Gay Marriage Cases Yield Estate Tax Planning Opportunities

Some of the court decisions on the issue of gay marriage are creating estate tax loopholes that could allow wealthy individuals to pass their estate to their heirs tax free. Every state restricts close relatives from marrying. However, the language of some states' statutes technically only prohibits opposite-sex relatives from marrying, but with a definition of "marriage" that only includes male-female unions.

Consider the statute in Massachusetts, which contains the traditional definition of marriage and provides that "No man shall marry his mother, grandmother, daughter, granddaughter, sister, stepmother, grandfather’s wife, grandson’s wife, wife’s mother, wife’s grandmother, wife’s daughter, wife’s granddaughter, brother’s daughter, sister’s daughter, father’s sister or mother’s sister." There are corresponding provisions for women.

In Goodridge v. Department of Public Health, the court acknowledged this language and said in a footnote that "the statutory provisions concerning consanguinity or polygamous marriages shall be construed in a gender neutral manner." However, the statute has not been updated despite ample opportunity for the legislature to do so. Given this, it is at least arguable that, as Phillip Greenspun pointed out, a "grandfather [could] marry his grandson, give his spouse/grandson a tax-free spousal gift of $25 million, and then get a no-fault divorce after a couple of years."

In contrast, the Connecticut legislature did amend the gender-based consanguinity provisions in its marriage statutes. Shortly after the case of Kerrigan v. Commissioner of Public Health was handed down, the legislature passed Public Act No. 09-13. This act replaced the language "No man may marry his mother, grandmother, daughter, granddaughter, sister, aunt, niece, stepmother or stepdaughter, and no woman may marry her father, grandfather, son, grandson, brother, uncle, nephew, stepfather or stepson" with the following: "No person may marry such person's parent, grandparent, child, grandchild, sibling, parent's sibling, sibling's child, stepparent or stepchild."

It is unclear what rationale Connecticut or any state would have in removing the right of same-sex relatives to marry. As has been astutely pointed out, "[T]he biological rationale for the consanguinity rules makes no sense in the context of two women or two men, as there simply can be no progeny produced between them, and hence there is no possibility of in-breeding."
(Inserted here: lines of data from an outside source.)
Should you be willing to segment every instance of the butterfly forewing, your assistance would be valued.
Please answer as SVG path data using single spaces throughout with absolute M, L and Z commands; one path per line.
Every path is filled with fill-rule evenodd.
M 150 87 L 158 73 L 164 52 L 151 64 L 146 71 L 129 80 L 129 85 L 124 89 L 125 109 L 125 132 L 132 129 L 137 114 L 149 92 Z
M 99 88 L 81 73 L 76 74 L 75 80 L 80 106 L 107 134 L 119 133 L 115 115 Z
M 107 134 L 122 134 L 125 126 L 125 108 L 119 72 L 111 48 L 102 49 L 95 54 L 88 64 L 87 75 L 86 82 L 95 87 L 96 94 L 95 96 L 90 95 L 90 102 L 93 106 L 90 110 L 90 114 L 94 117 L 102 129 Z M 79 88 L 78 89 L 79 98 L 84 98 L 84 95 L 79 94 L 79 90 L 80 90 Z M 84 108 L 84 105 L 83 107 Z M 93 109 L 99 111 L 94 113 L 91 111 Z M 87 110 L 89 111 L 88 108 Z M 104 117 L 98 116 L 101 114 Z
The state of Iowa chose to remain silent on this question; its statute declares as void any marriage between "a man and his father's sister, mother's sister, daughter, sister, son's daughter, daughter's daughter, brother's daughter, or sister's daughter" (and vice versa) in Iowa Code Ann. § 595.19. The court in Varnum v. Brien did not mention 595.19 or consanguinity and the legislature has not updated the statute since. As such, Iowa has seen fit to allow close same-sex relatives to marry; accordingly, an unmarried woman can marry her daughter and pass wealth to her tax free.

With the 10th Circuit currently considering whether to overturn traditional marriage laws in multiple states, it will be interesting to see how or if it approaches the varied consanguinity provisions within its jurisdiction. Oklahoma is poised to become another state with an estate-tax loophole.